Суровость, которая может быть и несправедливой, поскольку на этом свете за нее воздается, соединяется с осознанием своего происхождения. Иван очень ясно представляет себе ряд предков из дома Рюриков: Владимир Святой, который окрестил всю Русь (988–989 гг.), Владимир Мономах, сын дочери византийского императора (умер в 1125 г.), Александр Невский, победивший немцев и шведов (1240 и 1242 гг.), и Дмитрий Донской, который в 1380 году впервые одержал победу над татарами, и, наконец, дед, Иван III. В 1573 году он пишет шведскому королю Юхану III: «Ты пишешь нам, что твой отец был коронованным королем, а твоя мать коронованной королевой; но даже если твой отец и твоя мать были коронованы, то твои предки не сидели на троне. И если ты называешь свой род родом властителей, то скажи нам, чьим сыном был твой отец Густав, и как звали твоего деда, и какие владения ему принадлежали, и с какими властителями он состоял в родстве, и из какого владетельного рода ты происходишь?…» Один только римский император равен Ивану по рождению, «а тебя мы не можем назвать братом, поскольку страна Швеция по рангу уступает им» (то есть Ивану, римскому императору и другим крупным властителям). В послании графу Александру Полубенскому, командующему польскими войсками в Ливонии и старосте Вольмара и Зегевольда[17]

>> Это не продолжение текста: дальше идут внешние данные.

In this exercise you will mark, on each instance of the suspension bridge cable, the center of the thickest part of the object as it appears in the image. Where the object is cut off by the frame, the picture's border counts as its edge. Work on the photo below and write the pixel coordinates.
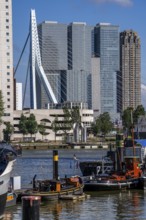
(21, 54)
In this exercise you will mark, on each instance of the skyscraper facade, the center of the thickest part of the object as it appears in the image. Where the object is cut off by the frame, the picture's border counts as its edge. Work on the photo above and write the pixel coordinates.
(107, 48)
(6, 58)
(53, 48)
(79, 62)
(130, 67)
(66, 59)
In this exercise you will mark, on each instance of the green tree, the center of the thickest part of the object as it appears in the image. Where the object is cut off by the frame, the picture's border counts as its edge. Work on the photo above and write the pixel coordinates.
(55, 126)
(8, 131)
(105, 123)
(139, 111)
(102, 124)
(75, 115)
(42, 128)
(1, 107)
(23, 125)
(67, 122)
(32, 125)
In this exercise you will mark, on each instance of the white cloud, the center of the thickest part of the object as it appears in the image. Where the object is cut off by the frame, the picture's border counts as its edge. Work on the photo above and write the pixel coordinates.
(120, 2)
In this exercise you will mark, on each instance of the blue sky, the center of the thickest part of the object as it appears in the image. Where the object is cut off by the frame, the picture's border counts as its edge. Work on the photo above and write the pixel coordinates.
(128, 14)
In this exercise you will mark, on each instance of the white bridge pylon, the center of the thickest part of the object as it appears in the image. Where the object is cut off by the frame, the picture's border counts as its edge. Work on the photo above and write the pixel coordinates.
(36, 65)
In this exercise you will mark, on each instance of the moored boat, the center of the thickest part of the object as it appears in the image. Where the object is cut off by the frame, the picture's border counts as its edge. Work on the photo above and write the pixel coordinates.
(49, 189)
(54, 189)
(7, 158)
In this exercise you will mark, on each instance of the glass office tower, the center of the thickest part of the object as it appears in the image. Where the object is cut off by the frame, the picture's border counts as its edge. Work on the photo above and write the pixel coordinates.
(107, 48)
(79, 62)
(130, 64)
(53, 48)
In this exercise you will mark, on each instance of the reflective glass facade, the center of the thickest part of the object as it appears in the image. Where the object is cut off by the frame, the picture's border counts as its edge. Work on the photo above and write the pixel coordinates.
(53, 48)
(79, 62)
(107, 47)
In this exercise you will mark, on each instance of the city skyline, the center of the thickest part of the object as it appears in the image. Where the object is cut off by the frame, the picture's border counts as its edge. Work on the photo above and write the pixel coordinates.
(91, 12)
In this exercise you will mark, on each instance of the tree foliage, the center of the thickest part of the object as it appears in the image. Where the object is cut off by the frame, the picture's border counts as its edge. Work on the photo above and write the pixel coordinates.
(23, 124)
(130, 116)
(32, 125)
(102, 124)
(55, 126)
(1, 107)
(75, 115)
(139, 111)
(42, 128)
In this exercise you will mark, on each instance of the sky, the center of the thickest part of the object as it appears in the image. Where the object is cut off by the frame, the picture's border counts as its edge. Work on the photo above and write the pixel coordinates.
(128, 14)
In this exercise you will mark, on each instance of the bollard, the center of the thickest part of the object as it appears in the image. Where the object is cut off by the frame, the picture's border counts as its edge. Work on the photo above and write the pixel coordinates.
(31, 207)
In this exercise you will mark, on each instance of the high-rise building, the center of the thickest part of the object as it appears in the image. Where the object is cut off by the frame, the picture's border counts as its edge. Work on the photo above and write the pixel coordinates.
(79, 62)
(130, 67)
(95, 79)
(107, 48)
(18, 96)
(66, 60)
(6, 58)
(53, 48)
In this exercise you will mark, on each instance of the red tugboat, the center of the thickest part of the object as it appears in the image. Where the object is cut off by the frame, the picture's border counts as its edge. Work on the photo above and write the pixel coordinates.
(130, 179)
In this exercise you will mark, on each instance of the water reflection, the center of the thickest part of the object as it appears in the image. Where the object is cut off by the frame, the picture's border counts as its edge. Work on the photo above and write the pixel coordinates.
(125, 205)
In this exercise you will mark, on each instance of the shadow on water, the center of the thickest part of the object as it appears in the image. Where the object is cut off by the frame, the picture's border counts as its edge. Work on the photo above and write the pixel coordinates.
(125, 205)
(113, 205)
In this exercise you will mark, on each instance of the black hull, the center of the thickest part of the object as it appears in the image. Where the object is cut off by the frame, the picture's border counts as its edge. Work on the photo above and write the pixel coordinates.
(3, 199)
(107, 186)
(53, 195)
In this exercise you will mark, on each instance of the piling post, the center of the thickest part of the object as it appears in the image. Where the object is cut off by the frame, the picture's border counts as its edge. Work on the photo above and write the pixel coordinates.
(31, 207)
(55, 164)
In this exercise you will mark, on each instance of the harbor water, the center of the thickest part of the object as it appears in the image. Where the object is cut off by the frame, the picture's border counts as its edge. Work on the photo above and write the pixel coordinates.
(125, 205)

(к северу от Риги), он пишет: «Это была первая Божья милость: Бог сжалился над слабостью людей и создал царство». Далее следует генеалогия, в которой «доказывается» происхождение Ивана от Пруса, брата Августа. Здесь Иван IV сочиняет миф о происхождении царской власти и царского рода. При этом он руководствуется совершенно определенными намерениями: он прикрывается этим мифом словно роскошным одеянием. Кающийся и сознающий свою вину, смиренный богомолец — одна сторона этого человека, другая же сторона — царь, высоко вознесенный над всеми прочими людьми, равный лишь римскому императору, обязанный быть суровым, ибо его верховная власть ниспослана ему Богом. И именно эта сторона послужила примером всем его преемникам, даже Петру Великому, человеку либеральному до безбожия. Мистическая близость к Богу однажды побудила последнего царя, Николая II, написать Столыпину: «Сердце царя в руке Божьей» (по словам Павла). И здесь чувствуется влияние Ивана IV, простершееся в далекое будущее.Удивляет широта образования, очевидная из посланий Ивана, в особенности из первого послания Курбскому: его кругозор охватывает Ветхий и Новый Завет, Псалтырь и послания апостолов. Они часто цитируются по памяти, то есть не вполне точно. То же наблюдается и в черновике завещания 1572 года, который содержит также отрывки из литургии. Иван, по-видимому, большое внимание уделял чтению священного писания. Кроме того, он обладает знаниями в области всемирной истории, в том числе Рима и Византии, не говоря уже об истории Древней Руси. В результате примеры и сравнения всегда у него перед глазами. Он искусно использует их, чтобы уличить своего партнера по переписке Курбского в заблуждении или подчеркнуть правильность собственных взглядов. Видимо, он ознакомился с сочинениями Григория Назианзина, Василия Великого, Афанасия Александрийского[18]
, с историей о Варлааме и Иоасафе, с жизнеописанием святого Савы, сербского архиепископа, и т. п.Остается неизвестным, каким образом Иван IV приобрел свои знания; пришел ли он к ним, пользуясь сборниками переводов, которых существовало немало, или же имел непосредственный доступ к греческим авторам посредством привлечения представителей духовенства, владеющих греческим языком. Сам Иван едва ли говорил или читал по-гречески; вряд ли можно предположить, что этот язык преподал ему его учитель Сильвестр, имевший, по-видимому, не столь обширное образование. Однако вполне возможно, что с древнерусской хронистикой Иван IV ознакомился самостоятельно. Разумеется, его знания имели пробелы. О западных странах он имел лишь весьма примерное представление. Впрочем, он был готов беседовать с гостями из западных стран, в том числе даже обсуждать вопросы религии, что подтверждает и сообщение о визите священника-иезуита Антония Поссевина. Он не только выслушал его речь в защиту римской церкви, но и подчеркнул свое положительное отношение к папе и проявил интерес ко всему, о чем повествовал Поссевин. Об интересе к иностранцам, посещавшим его, свидетельствует и другой человек; Ричард Ченслор, капитан-англичанин, который волей случая попал на Северную Двину, а оттуда в Москву.
Впрочем, его стремление к учебе постоянно прерывалось периодами враждебного отношения к окружающему миру и затворничества или же примитивных развлечений и вульгарного разврата.